Tip #6.2: Add Dry Ingredients Gradually

Add the dry ingredients to the egg whites gradually, in 3 or 4 batches. Gently fold them in using a spatula until they are just incorporated. Be careful not to overmix.

Tip #7: Bake the Cake Properly

Baking the cake properly is important to ensure that it rises properly and has the right texture. Follow these tips for best results.

Tip #7.1: Preheat Your Oven

Preheat your oven to 350 degrees Fahrenheit before baking the cake. This helps to ensure that the cake bakes evenly.

Tip #7.2: Bake Until Golden Brown and Firm

Bake the cake until it is golden brown and firm to the touch. This should take about 35-40 minutes. Avoid opening the oven door while the cake is baking, as this can cause it to collapse.

Tip #7.3: Invert the Cake to Cool

Once the cake is done baking, immediately invert it onto a bottle or cooling rack to cool. This helps to prevent the cake from collapsing as it cools.

Tip #8: Make Caramel Sauce from Scratch

Making caramel sauce from scratch is easy and adds a delicious flavor to angel food cake. Follow these tips for best results.

Tip #8.1: Use High-Quality Ingredients

Use high-quality ingredients like butter, heavy cream, and pure vanilla extract to ensure that your caramel sauce has the best flavor possible.

Tip #8.2: Use a Heavy-Bottomed Saucepan

Use a heavy-bottomed saucepan to make the caramel sauce. This helps to distribute heat evenly and prevent the sauce from burning.

Tip #8.3: Stir Constantly

Stir the caramel sauce constantly while it is cooking to prevent it from burning or sticking to the pan.

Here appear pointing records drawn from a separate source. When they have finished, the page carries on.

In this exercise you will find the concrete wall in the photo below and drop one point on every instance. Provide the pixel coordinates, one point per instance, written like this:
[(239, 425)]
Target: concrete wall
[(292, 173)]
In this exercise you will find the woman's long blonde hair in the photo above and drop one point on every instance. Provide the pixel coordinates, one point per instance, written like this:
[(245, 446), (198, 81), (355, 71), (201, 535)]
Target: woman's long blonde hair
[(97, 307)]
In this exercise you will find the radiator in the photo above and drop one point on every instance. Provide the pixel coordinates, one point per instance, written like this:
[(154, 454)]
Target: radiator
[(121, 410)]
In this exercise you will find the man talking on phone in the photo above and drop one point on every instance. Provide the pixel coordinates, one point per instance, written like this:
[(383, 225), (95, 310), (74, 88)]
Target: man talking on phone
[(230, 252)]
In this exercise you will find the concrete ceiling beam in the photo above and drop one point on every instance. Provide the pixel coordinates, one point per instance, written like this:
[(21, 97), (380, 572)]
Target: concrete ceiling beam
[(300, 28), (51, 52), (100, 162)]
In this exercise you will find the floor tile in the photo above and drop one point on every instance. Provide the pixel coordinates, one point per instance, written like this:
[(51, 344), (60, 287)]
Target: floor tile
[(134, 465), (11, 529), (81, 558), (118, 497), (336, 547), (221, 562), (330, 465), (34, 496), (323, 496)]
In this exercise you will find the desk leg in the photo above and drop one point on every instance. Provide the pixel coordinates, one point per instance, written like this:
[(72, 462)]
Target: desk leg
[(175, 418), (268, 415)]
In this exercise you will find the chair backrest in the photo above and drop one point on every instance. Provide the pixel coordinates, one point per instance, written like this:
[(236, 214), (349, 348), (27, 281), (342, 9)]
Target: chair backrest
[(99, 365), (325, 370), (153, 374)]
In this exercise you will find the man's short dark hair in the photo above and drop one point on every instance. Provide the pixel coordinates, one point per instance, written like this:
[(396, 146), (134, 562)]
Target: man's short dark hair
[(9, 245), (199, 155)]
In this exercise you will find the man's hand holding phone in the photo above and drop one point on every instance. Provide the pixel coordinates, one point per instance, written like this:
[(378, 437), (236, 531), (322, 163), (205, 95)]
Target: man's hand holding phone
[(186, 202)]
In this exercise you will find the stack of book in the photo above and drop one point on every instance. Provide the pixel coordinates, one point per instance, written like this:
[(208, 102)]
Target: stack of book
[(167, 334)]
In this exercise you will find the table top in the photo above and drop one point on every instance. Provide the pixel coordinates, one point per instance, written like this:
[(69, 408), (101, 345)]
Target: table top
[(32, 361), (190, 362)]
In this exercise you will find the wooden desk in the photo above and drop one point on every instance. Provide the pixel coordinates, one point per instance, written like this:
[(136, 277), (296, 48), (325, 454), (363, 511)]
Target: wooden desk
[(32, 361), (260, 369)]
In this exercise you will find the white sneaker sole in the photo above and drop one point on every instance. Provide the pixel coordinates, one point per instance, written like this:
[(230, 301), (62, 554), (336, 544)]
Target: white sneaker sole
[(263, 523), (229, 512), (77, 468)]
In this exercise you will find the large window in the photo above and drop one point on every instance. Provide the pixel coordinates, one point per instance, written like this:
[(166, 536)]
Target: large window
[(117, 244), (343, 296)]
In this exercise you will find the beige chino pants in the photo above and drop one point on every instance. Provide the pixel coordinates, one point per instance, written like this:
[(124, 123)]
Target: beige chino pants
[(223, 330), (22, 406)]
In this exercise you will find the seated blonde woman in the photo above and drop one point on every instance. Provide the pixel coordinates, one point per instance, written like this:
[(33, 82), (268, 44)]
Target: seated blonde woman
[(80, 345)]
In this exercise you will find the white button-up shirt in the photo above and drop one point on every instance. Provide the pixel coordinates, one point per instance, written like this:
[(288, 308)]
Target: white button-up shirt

Tip #8.4: Use a Candy Thermometer

Use a candy thermometer to test the temperature of the caramel sauce. The sauce should reach 350 degrees Fahrenheit to achieve the right thickness.

Conclusion

Making angel food cake with caramel sauce can be a challenge, but these tips can help you achieve the best results. Remember to use the right pan, measure ingredients accurately, whip egg whites properly, fold ingredients carefully, and bake the cake properly. Making caramel sauce from scratch is also easy and adds a delicious flavor to the cake. Follow these tips for a delicious and impressive dessert that everyone will love.